A questão 49 não pode ser respondida
diretamente, pois demanda raciocínio analítico a respeito de cada uma das
afirmações. Sendo assim, peço ao leitor que me acompanhe nessa análise.
Afirmação
I: está errada.
Note o leitor que o comando da questão
alude aos princípios do Direito Ambiental. Entre estes, encontra-se o princípio
da precaução. Trata-se do princípio 15 da Declaração do Rio sobre o Meio
Ambiente e Desenvolvimento, proclamada na cidade do Rio de Janeiro,
em 1992, por ocasião da Conferência das Nações Unidas sobre Meio Ambiente
e Desenvolvimento. Ei-lo (grifo meu):
Princípio 15
Com o fim de proteger o meio ambiente, o princípio da
precaução deverá ser amplamente observado pelos Estados, de acordo com suas capacidades. Quando houver ameaça
de danos graves ou irreversíveis, a ausência de certeza científica absoluta não
será utilizada como razão para o adiamento de medidas economicamente viáveis
para prevenir a degradação ambiental.
Ou seja, consoante o princípio da precaução,
sempre que inexistir certeza científica quanto aos riscos de danos graves à
natureza, estabelece-se uma presunção relativa em favor da proteção do meio
ambiente, ora para impor ao autor de projeto econômico que faça prova de que
sua ação não é prejudicial ao ecossistema (inversão do ônus da prova), ora para
determinar ao Poder Público a adoção de medidas que visem a restringir
atividades potencialmente lesivas, mesmo em áreas sobre as quais não haja
certeza quanto ao dano ambiental.
O princípio da precaução é o que Paulo
Affonso Leme Machado chama de in dubio pro natura, pois, na dúvida entre
prosseguir com uma interveção antrópica possivelmente agressiva e salvaguardar
a integridade ambiental, prevalece esta última.
Vejamos um caso concreto na jurisprudência do
STJ (grifos meus):
PEDIDO
DE SUSPENSÃO DE MEDIDA LIMINAR. LICENCIAMENTO AMBIENTAL. Em matéria de meio ambiente, vigora o princípio da precaução.
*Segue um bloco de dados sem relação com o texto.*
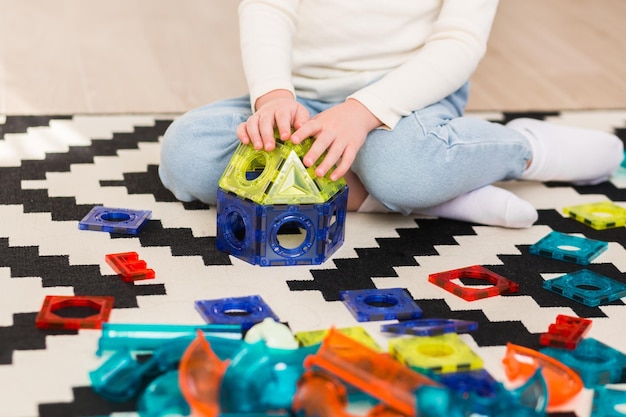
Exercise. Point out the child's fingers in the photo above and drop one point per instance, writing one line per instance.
(311, 128)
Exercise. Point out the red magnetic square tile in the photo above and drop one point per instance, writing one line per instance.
(501, 285)
(48, 319)
(129, 267)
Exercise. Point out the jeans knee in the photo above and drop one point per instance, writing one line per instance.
(193, 158)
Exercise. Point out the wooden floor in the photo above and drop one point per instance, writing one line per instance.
(159, 56)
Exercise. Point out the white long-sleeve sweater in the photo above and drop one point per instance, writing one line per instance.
(393, 56)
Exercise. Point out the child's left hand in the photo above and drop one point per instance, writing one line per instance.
(340, 130)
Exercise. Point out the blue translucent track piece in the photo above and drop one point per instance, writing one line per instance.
(529, 400)
(162, 397)
(569, 248)
(262, 379)
(121, 376)
(150, 337)
(244, 311)
(587, 287)
(115, 220)
(381, 304)
(605, 402)
(479, 382)
(595, 362)
(430, 327)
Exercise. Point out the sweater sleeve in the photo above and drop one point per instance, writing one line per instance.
(266, 29)
(446, 61)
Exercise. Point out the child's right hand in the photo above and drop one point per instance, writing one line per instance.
(276, 109)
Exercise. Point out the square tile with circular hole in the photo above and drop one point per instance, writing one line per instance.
(568, 248)
(500, 284)
(115, 220)
(600, 216)
(72, 312)
(587, 287)
(381, 304)
(246, 311)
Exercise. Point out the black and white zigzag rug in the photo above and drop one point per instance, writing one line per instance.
(55, 169)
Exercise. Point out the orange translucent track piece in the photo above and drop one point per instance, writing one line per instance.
(200, 377)
(376, 374)
(563, 383)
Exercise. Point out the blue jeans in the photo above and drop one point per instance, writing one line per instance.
(431, 156)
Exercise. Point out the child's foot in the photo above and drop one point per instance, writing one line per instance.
(489, 205)
(570, 154)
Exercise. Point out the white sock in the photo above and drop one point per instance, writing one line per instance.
(489, 205)
(570, 154)
(371, 205)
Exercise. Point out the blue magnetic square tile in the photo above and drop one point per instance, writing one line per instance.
(569, 248)
(245, 311)
(115, 220)
(381, 304)
(596, 363)
(587, 287)
(430, 327)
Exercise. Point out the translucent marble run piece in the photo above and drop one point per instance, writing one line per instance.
(609, 402)
(563, 383)
(439, 354)
(200, 377)
(51, 315)
(600, 216)
(275, 335)
(358, 333)
(277, 177)
(430, 327)
(163, 397)
(150, 337)
(528, 400)
(380, 304)
(115, 220)
(566, 332)
(262, 379)
(129, 267)
(319, 394)
(501, 285)
(568, 248)
(587, 287)
(121, 377)
(244, 311)
(478, 382)
(595, 362)
(376, 374)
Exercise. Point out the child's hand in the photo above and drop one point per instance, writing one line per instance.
(342, 131)
(276, 109)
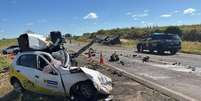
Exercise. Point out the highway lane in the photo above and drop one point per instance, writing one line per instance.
(186, 82)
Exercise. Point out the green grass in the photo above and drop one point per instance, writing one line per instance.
(7, 42)
(4, 62)
(191, 47)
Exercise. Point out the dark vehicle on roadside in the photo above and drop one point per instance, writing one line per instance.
(160, 42)
(11, 50)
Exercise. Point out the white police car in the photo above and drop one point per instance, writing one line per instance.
(27, 73)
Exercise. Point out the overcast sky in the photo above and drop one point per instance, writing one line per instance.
(80, 16)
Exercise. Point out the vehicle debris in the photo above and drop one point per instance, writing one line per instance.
(145, 59)
(50, 64)
(106, 40)
(121, 62)
(114, 57)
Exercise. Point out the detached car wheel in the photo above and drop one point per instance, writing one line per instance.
(139, 48)
(173, 52)
(84, 91)
(17, 86)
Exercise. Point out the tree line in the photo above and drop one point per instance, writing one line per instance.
(186, 32)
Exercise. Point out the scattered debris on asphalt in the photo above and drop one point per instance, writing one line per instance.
(114, 57)
(145, 59)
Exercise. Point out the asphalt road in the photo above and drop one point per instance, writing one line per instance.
(176, 77)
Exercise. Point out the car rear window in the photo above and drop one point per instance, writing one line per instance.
(27, 60)
(172, 37)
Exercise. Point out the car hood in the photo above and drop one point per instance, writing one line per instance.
(101, 82)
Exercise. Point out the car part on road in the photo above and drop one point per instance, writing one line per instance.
(160, 42)
(47, 69)
(114, 57)
(121, 62)
(145, 59)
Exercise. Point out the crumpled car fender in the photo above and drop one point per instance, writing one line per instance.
(100, 81)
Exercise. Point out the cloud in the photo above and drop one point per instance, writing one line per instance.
(146, 11)
(4, 20)
(140, 15)
(29, 24)
(2, 31)
(42, 21)
(176, 11)
(190, 11)
(128, 13)
(165, 15)
(90, 16)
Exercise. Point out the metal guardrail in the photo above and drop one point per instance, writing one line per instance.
(164, 90)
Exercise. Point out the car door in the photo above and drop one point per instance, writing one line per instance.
(49, 83)
(25, 67)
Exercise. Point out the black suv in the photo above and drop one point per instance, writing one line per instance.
(160, 42)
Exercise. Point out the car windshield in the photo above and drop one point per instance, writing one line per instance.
(62, 56)
(171, 37)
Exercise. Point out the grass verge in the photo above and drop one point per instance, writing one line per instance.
(4, 62)
(191, 47)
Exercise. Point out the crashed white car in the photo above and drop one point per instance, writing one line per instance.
(27, 73)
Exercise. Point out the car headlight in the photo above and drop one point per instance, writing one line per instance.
(105, 80)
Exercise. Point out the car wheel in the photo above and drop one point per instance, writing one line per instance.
(140, 48)
(151, 51)
(17, 86)
(84, 91)
(160, 52)
(173, 52)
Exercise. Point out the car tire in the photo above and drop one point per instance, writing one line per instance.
(160, 52)
(139, 48)
(17, 86)
(151, 51)
(84, 91)
(173, 52)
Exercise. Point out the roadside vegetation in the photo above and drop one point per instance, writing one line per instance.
(190, 35)
(4, 61)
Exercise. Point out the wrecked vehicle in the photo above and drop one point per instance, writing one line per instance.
(11, 50)
(51, 73)
(160, 42)
(106, 40)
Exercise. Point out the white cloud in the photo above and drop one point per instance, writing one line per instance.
(140, 15)
(29, 24)
(128, 13)
(143, 22)
(176, 11)
(42, 21)
(165, 15)
(146, 11)
(189, 11)
(90, 16)
(4, 20)
(2, 31)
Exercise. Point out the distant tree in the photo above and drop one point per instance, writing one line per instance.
(68, 35)
(29, 31)
(101, 32)
(174, 30)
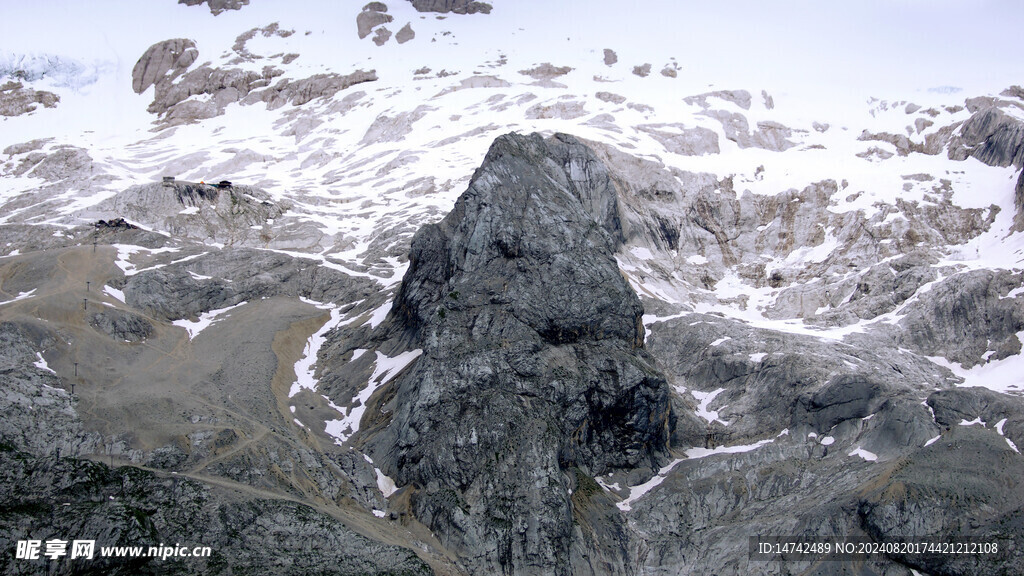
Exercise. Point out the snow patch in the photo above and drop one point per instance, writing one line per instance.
(385, 484)
(705, 399)
(20, 296)
(386, 369)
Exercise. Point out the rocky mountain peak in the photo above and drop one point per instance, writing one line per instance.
(532, 377)
(535, 233)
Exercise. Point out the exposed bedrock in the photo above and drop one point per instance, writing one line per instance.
(457, 6)
(992, 136)
(534, 377)
(170, 56)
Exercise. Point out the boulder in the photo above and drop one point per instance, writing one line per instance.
(457, 6)
(170, 56)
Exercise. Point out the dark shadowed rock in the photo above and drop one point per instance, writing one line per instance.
(373, 14)
(992, 136)
(532, 377)
(127, 506)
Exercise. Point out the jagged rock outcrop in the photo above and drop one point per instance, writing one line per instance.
(738, 97)
(36, 413)
(15, 99)
(532, 377)
(372, 15)
(199, 211)
(769, 135)
(217, 6)
(992, 136)
(968, 318)
(229, 277)
(937, 494)
(165, 67)
(406, 34)
(69, 499)
(457, 6)
(123, 326)
(1019, 203)
(172, 56)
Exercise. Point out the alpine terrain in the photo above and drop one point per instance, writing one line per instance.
(524, 288)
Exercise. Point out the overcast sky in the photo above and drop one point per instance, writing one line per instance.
(875, 45)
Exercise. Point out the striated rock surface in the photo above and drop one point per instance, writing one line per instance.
(457, 6)
(532, 377)
(172, 56)
(235, 215)
(15, 99)
(992, 136)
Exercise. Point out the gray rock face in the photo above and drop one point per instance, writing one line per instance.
(457, 6)
(966, 317)
(15, 99)
(199, 211)
(174, 85)
(173, 292)
(373, 14)
(939, 494)
(172, 56)
(1019, 203)
(69, 499)
(532, 377)
(406, 34)
(992, 136)
(217, 6)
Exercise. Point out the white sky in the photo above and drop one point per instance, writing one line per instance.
(906, 44)
(829, 53)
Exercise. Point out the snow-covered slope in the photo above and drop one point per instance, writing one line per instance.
(828, 177)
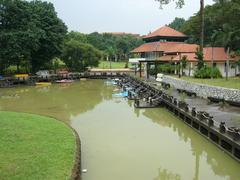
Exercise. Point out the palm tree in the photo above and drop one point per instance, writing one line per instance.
(179, 4)
(226, 37)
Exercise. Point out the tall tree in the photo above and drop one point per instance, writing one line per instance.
(177, 23)
(30, 32)
(78, 56)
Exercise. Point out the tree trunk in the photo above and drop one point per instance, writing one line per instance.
(202, 24)
(227, 67)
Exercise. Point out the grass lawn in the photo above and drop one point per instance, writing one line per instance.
(35, 147)
(233, 82)
(115, 65)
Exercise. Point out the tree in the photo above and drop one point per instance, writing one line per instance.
(180, 3)
(199, 57)
(227, 37)
(78, 56)
(30, 33)
(183, 62)
(177, 23)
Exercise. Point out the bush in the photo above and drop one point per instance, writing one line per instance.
(207, 72)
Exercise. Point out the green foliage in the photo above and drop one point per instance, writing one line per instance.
(179, 3)
(221, 17)
(35, 147)
(177, 23)
(115, 47)
(199, 57)
(166, 68)
(78, 56)
(31, 34)
(207, 72)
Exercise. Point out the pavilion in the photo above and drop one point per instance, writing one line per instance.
(166, 45)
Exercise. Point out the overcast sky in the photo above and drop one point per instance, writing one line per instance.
(133, 16)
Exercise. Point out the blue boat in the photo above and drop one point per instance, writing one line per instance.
(121, 94)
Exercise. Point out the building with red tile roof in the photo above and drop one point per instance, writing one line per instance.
(168, 45)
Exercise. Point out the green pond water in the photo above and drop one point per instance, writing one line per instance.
(120, 142)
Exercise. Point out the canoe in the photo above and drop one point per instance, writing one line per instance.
(43, 84)
(64, 81)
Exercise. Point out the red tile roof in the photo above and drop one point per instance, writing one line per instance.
(167, 47)
(219, 55)
(166, 32)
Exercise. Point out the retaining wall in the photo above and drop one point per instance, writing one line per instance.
(203, 90)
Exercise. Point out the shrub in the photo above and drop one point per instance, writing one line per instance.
(207, 72)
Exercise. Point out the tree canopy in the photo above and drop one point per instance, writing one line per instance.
(222, 26)
(116, 47)
(78, 56)
(31, 34)
(177, 23)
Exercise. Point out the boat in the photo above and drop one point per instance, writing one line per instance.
(65, 81)
(43, 84)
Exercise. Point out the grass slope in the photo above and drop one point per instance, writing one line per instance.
(233, 82)
(35, 147)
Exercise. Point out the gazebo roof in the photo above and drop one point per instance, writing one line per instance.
(165, 31)
(166, 47)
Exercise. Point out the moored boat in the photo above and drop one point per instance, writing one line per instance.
(65, 81)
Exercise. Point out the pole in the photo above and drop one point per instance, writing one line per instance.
(227, 68)
(202, 24)
(212, 63)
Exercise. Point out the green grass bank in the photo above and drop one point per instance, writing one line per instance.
(35, 147)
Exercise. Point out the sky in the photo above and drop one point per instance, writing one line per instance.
(130, 16)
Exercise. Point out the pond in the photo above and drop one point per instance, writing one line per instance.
(121, 142)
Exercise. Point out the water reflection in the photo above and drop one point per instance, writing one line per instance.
(164, 174)
(60, 100)
(122, 142)
(217, 159)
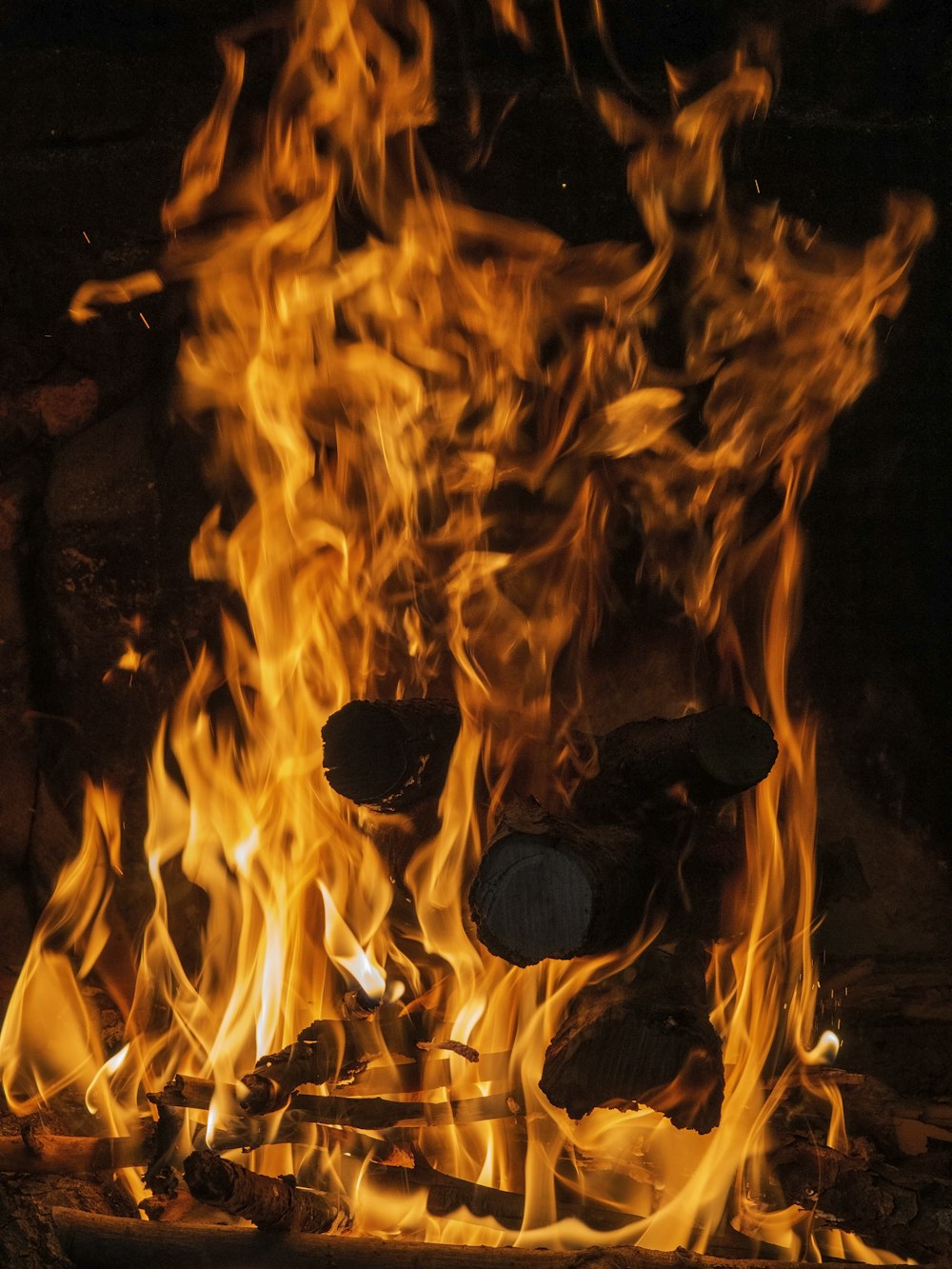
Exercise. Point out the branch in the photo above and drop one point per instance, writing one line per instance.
(269, 1202)
(113, 1242)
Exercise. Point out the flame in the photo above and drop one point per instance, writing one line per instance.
(376, 406)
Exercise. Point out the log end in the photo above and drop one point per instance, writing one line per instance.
(734, 747)
(531, 902)
(364, 751)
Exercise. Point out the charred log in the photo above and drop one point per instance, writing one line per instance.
(390, 754)
(547, 887)
(45, 1153)
(113, 1242)
(269, 1202)
(642, 1037)
(714, 754)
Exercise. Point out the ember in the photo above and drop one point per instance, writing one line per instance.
(573, 948)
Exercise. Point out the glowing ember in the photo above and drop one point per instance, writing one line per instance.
(440, 435)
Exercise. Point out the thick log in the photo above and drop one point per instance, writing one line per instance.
(112, 1242)
(268, 1202)
(714, 755)
(642, 1037)
(390, 754)
(547, 887)
(550, 887)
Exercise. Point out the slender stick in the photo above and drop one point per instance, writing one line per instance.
(269, 1202)
(377, 1113)
(447, 1195)
(114, 1242)
(72, 1155)
(415, 1077)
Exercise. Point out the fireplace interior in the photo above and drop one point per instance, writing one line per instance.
(103, 487)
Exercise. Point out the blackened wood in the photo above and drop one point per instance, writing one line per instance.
(415, 1077)
(46, 1153)
(714, 754)
(269, 1202)
(547, 887)
(381, 1113)
(447, 1195)
(906, 1210)
(390, 754)
(642, 1037)
(113, 1242)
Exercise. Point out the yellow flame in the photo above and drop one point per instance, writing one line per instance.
(441, 435)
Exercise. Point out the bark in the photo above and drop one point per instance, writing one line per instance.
(447, 1195)
(390, 754)
(414, 1077)
(714, 755)
(110, 1242)
(45, 1153)
(550, 887)
(547, 887)
(269, 1202)
(642, 1037)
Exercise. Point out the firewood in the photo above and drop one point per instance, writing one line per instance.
(390, 754)
(447, 1195)
(269, 1202)
(113, 1242)
(46, 1153)
(714, 755)
(642, 1037)
(380, 1115)
(423, 1073)
(547, 887)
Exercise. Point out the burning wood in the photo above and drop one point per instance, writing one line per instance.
(547, 887)
(110, 1242)
(642, 1037)
(269, 1202)
(714, 755)
(390, 754)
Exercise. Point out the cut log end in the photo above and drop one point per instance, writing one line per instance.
(531, 902)
(388, 755)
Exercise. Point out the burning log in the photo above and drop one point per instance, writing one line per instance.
(188, 1092)
(551, 888)
(714, 754)
(112, 1242)
(269, 1202)
(448, 1195)
(379, 1115)
(642, 1037)
(44, 1153)
(390, 754)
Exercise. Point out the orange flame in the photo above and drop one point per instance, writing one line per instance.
(375, 406)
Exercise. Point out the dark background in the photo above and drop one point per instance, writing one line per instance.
(98, 98)
(99, 496)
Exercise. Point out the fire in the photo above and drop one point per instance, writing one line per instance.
(437, 435)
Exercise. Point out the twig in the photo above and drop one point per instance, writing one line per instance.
(112, 1242)
(269, 1202)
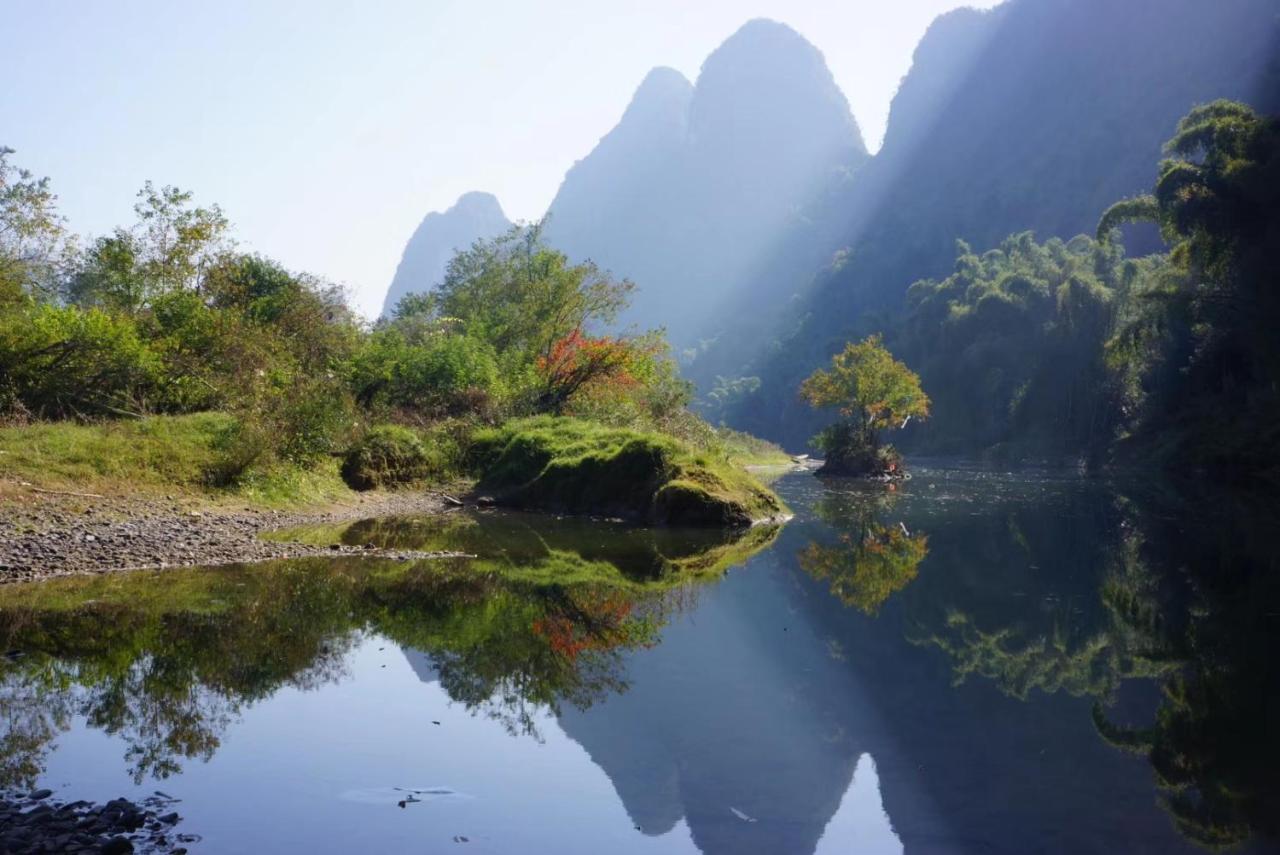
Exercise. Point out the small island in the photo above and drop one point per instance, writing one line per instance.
(872, 392)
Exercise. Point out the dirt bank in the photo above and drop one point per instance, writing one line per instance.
(44, 535)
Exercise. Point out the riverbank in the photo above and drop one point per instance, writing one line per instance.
(46, 534)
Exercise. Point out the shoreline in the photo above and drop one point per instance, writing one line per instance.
(51, 535)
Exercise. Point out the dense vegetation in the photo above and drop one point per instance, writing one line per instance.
(167, 319)
(1073, 348)
(872, 392)
(575, 466)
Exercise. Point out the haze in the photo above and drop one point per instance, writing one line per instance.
(328, 129)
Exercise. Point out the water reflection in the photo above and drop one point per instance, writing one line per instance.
(1034, 664)
(869, 558)
(168, 661)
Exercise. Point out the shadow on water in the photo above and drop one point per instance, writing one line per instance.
(167, 661)
(969, 662)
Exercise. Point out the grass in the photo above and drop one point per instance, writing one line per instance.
(572, 466)
(160, 451)
(158, 455)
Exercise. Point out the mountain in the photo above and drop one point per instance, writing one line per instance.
(1033, 115)
(472, 218)
(688, 192)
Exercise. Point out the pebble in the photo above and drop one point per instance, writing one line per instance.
(44, 538)
(82, 826)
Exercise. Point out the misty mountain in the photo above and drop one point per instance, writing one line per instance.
(472, 218)
(688, 193)
(1034, 115)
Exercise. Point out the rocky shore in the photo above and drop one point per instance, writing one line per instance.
(45, 535)
(35, 822)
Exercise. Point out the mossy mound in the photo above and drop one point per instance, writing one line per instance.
(387, 456)
(571, 466)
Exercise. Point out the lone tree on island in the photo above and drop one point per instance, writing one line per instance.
(872, 392)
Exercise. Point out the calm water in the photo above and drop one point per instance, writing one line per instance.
(974, 663)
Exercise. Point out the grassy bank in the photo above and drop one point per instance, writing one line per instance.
(563, 465)
(160, 456)
(572, 466)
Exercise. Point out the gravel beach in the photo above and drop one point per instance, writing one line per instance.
(45, 535)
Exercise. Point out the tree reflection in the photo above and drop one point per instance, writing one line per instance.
(1188, 598)
(869, 559)
(167, 662)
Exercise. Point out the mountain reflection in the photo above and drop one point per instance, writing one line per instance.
(168, 661)
(869, 559)
(1034, 664)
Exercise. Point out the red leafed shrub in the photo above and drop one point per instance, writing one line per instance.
(579, 361)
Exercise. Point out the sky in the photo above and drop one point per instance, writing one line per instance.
(328, 129)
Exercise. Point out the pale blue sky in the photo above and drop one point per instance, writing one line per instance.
(327, 129)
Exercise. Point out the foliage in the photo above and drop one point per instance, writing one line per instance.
(1205, 342)
(385, 456)
(576, 466)
(577, 362)
(35, 246)
(428, 369)
(1011, 341)
(872, 392)
(59, 361)
(521, 296)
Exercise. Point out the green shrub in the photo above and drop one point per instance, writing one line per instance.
(433, 373)
(62, 361)
(388, 455)
(574, 466)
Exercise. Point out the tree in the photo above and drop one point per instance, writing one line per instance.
(577, 361)
(522, 296)
(33, 242)
(1212, 323)
(872, 392)
(172, 247)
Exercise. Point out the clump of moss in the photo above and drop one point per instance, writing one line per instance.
(387, 456)
(572, 466)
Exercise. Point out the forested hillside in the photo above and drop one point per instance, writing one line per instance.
(1033, 117)
(475, 216)
(689, 195)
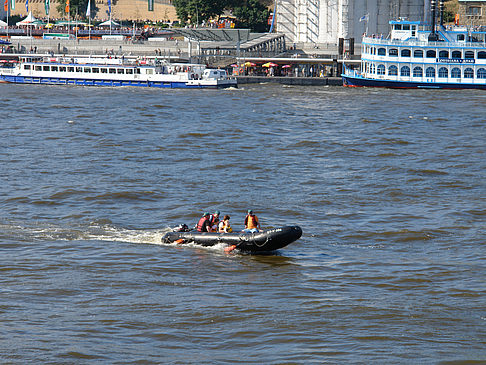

A
ampliação de uma avenida litorânea pode causar grave lesão ao meio ambiente, sendo
recomendável a suspensão do procedimento de licenciamento ambiental até que
sejam dirimidas as dúvidas acerca do possível impacto da obra. Agravo
regimental não provido. (STJ, Corte Especial, AgRg na SLS 1524/MA, Rel. Min.
Ari Parglender, j. 02/05/2012, p. DJe 18/05/2012).
De modo a evitar a propalada "ofensa à
livre iniciativa", a doutrina defende que o princípio da precaução, por
operar seus efeitos na presunção relativa de um nexo de causalidade entre a
ação e a ocorrência de dano, só deve ser aplicado em se tratando de
empreendimentos que sejam capazes de ocasionar danos consideráveis, ou virtualmente
irreversíveis, ao meio ambiente. Assim, o princípio da precaução não
se aplica a riscos pequenos, sob pena de engessar a atividade econômica.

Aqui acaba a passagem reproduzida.